54 Commits

Author SHA1 Message Date
Dan Foreman-Mackey
b6306e3953 Remove synchronization from GPU LU decomposition kernel by adding an async batch pointers builder.
In the batched LU decomposition in cuBLAS, the output buffer is required to be a pointer of pointers to the appropriate batch matrices. Previously this reshaping was done on the host and then copied to the device, requiring a synchronization, but it seems straightforward to instead implement a tiny CUDA kernel to do this work. This definitely isn't a bottleneck or a high priority change, but this seemed like a reasonable time to fix a longstanding TODO.

PiperOrigin-RevId: 663686539
2024-08-16 04:37:09 -07:00
Dan Foreman-Mackey
ad1bd38790 Move logic about when to dispatch to batched LU decomposition algorithm on GPU into the kernel.
This simplifies the lowering logic, and means that we don't get hit with a performance penalty when exporting with shape polymorphism.

PiperOrigin-RevId: 662945116
2024-08-14 09:20:40 -07:00
Dan Foreman-Mackey
8df0c3a9cc Port Getrf GPU kernel from custom call to FFI.
PiperOrigin-RevId: 658550170
2024-08-01 15:02:25 -07:00
Dan Foreman-Mackey
f20efc630f Move jaxlib GPU handlers to separate build target.
In anticipation of refactoring the jaxlib GPU custom calls into FFI calls, this change moves the implementation of `BlasHandlePool`, `SolverHandlePool`, and `SpSolverHandlePool` into new target.

PiperOrigin-RevId: 658497960
2024-08-01 12:30:04 -07:00
Dan Foreman-Mackey
33a9db3943 Move FFI helper macros from jaxlib/cpu/lapack_kernels.cc to a jaxlib/ffi_helpers.h.
Some of the macros that were used in jaxlib's FFI calls to LAPACK turned out to
be useful for other FFI calls.
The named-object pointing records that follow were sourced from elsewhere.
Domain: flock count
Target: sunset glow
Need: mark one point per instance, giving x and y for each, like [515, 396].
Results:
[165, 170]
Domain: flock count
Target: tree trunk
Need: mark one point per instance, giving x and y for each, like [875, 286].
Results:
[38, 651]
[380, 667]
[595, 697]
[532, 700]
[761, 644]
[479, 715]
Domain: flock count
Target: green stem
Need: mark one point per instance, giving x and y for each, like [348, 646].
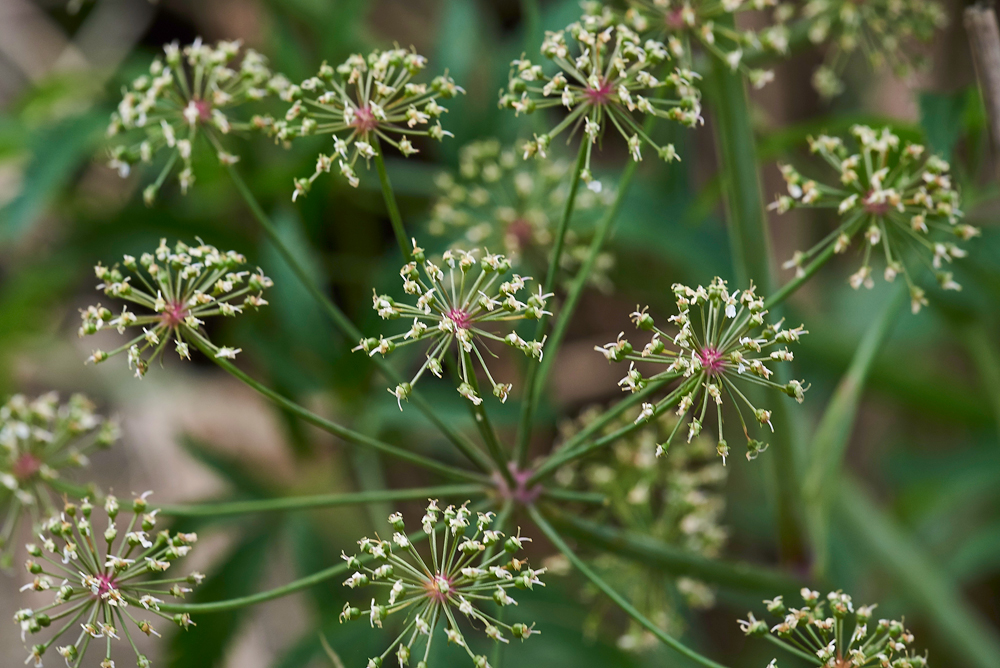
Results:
[336, 429]
[390, 204]
[921, 582]
[529, 401]
[319, 501]
[829, 444]
[654, 553]
[346, 327]
[750, 241]
[618, 599]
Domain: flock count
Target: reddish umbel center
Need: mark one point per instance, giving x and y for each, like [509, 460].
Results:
[711, 361]
[105, 583]
[174, 314]
[876, 208]
[438, 587]
[600, 95]
[520, 230]
[204, 110]
[364, 120]
[459, 317]
[674, 19]
[26, 466]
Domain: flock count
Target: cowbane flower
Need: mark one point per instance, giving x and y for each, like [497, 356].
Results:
[192, 95]
[362, 102]
[497, 201]
[607, 78]
[103, 580]
[456, 305]
[833, 632]
[678, 501]
[711, 26]
[883, 30]
[178, 288]
[721, 343]
[892, 198]
[40, 441]
[470, 563]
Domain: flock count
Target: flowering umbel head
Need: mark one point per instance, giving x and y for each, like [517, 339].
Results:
[470, 563]
[361, 102]
[881, 29]
[721, 343]
[102, 580]
[836, 633]
[676, 500]
[605, 78]
[498, 201]
[179, 286]
[40, 440]
[192, 94]
[457, 304]
[899, 201]
[680, 23]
This change consolidates these macros in the
ffi_helper header.

PiperOrigin-RevId: 651166306
2024-07-10 15:09:45 -07:00
Dan Foreman-Mackey
4f394828e1 Fix C++ registration of FFI handlers and consolidate gpu/linalg kernel implementation.
This change does a few things (arguably too many):

1. The key change here is that it fixes the handler registration in `jaxlib/gpu/gpu_kernels.cc` for the two handlers that use the XLA FFI API. A previous attempt at this change caused downstream issues because of duplicate registrations, but we were able to fix that directly in XLA.

2. A second related change is to declare and define the XLA FFI handlers consistently using the `XLA_FFI_DECLARE_HANDLER_SYMBOL` and `XLA_FFI_DEFINE_HANDLER_SYMBOL` macros. We need to use these macros instead of the `XLA_FFI_DEFINE_HANDLER` version which produces a lambda, so that when XLA checks the address of the handler during registration it is consistent. Without this change, the downstream tests would continue to fail.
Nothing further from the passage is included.